Even a cursory look at the subject of pensions will tell you that it can become a pretty complicated topic, with a bewildering range of different products, to suit different ends and purposes. For example, you might be aware that your employer runs a pension scheme and, indeed, you believe that the employer contributes to your pension on your behalf. But is this an occupational pension scheme. If it is, do you know whether it is salary-related or whether it is a defined contribution or money purchase scheme?
Alternatively, is your employer offering a stakeholder pension scheme or running a group personal pension scheme? You have heard that it is possible to set up your own stakeholder pension. How would this differ from your having your own personal pension arrangement? Is one or the other – a stakeholder or a personal pension scheme – something you should be setting up for yourself?
These are all perfectly reasonable questions, but how on earth do you go about answering them? It’s very much a specialist subject and the ground rules seem to be changing all the time. You have might also have heard, for example, that the government is introducing changes requiring all employers to offer a pension in the future and to make contributions to the schemes set up. This can be the employer’s own scheme or the government’s new central scheme that is being established.

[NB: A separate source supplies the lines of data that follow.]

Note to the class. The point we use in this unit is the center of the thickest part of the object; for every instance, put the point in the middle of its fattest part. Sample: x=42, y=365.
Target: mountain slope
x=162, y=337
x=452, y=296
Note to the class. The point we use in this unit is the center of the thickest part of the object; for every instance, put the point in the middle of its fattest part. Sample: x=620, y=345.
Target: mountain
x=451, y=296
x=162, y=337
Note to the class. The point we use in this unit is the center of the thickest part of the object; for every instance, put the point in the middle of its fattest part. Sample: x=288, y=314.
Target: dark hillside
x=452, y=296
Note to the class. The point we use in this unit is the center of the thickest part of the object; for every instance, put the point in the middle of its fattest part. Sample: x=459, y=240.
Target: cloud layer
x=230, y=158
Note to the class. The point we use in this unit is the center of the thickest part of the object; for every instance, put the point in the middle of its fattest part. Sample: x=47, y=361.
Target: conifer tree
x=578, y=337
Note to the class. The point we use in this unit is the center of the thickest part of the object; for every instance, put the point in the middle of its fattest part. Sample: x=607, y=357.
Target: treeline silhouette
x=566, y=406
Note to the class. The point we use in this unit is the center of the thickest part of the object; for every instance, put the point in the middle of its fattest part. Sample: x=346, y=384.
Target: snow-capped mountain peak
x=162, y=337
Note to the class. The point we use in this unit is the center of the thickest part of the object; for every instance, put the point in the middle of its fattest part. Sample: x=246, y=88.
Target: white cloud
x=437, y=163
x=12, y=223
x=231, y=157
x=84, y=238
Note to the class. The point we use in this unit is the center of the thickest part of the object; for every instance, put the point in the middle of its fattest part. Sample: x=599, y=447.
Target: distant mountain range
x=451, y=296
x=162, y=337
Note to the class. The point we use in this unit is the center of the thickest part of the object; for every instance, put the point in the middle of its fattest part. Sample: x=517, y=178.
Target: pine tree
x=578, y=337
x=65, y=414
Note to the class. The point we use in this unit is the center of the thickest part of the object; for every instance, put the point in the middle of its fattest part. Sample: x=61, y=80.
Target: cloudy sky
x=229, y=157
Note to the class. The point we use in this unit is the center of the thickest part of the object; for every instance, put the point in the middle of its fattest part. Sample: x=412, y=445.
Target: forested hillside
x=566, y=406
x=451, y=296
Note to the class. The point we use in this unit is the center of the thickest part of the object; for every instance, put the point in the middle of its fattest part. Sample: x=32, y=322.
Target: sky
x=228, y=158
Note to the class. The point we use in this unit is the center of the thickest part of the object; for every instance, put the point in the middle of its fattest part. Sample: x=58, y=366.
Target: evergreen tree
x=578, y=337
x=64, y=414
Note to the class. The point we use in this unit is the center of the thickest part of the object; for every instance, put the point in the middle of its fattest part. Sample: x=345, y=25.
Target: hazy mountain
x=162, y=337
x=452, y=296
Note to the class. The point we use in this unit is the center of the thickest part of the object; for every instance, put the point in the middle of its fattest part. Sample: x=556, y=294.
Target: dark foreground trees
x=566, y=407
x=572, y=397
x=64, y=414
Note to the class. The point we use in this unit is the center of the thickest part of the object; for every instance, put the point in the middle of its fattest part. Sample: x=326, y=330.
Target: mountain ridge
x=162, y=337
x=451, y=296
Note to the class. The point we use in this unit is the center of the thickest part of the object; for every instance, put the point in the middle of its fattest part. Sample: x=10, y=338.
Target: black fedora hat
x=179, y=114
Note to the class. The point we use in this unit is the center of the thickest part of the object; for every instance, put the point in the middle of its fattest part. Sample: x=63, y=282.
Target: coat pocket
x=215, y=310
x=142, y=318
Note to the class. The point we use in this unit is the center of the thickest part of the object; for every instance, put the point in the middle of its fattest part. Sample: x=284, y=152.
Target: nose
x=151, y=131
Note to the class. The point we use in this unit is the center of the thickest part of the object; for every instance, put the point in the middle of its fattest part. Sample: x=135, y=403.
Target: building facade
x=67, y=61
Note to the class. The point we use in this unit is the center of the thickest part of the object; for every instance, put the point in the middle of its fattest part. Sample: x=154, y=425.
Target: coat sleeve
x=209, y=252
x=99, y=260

Yet further changes will affect the minimum age at which you can start drawing your pension benefits. Subject to the rules of your particular scheme, the minimum age is currently 50, but this will go up to age 55 by the year 2010 (though you will no longer need to stop working altogether to be able to draw the pension, provided continued employment is allowed by the rules of your particular scheme). To phase in the higher age level, pension fund managers have been given the period from April 2006 until April 2010 to raise the age limit. Clearly, you will need to know when it applies to you.
All in all, therefore, it is clear that questions about pensions can become quite complicated. They are further complicated by your need to know exactly how your own individual circumstances should affect your pension options and decisions. A pension is a long-term investment, which accumulates many thousands of pounds of your hard-earned cash – it’s important, therefore, that you are guided towards the right decisions.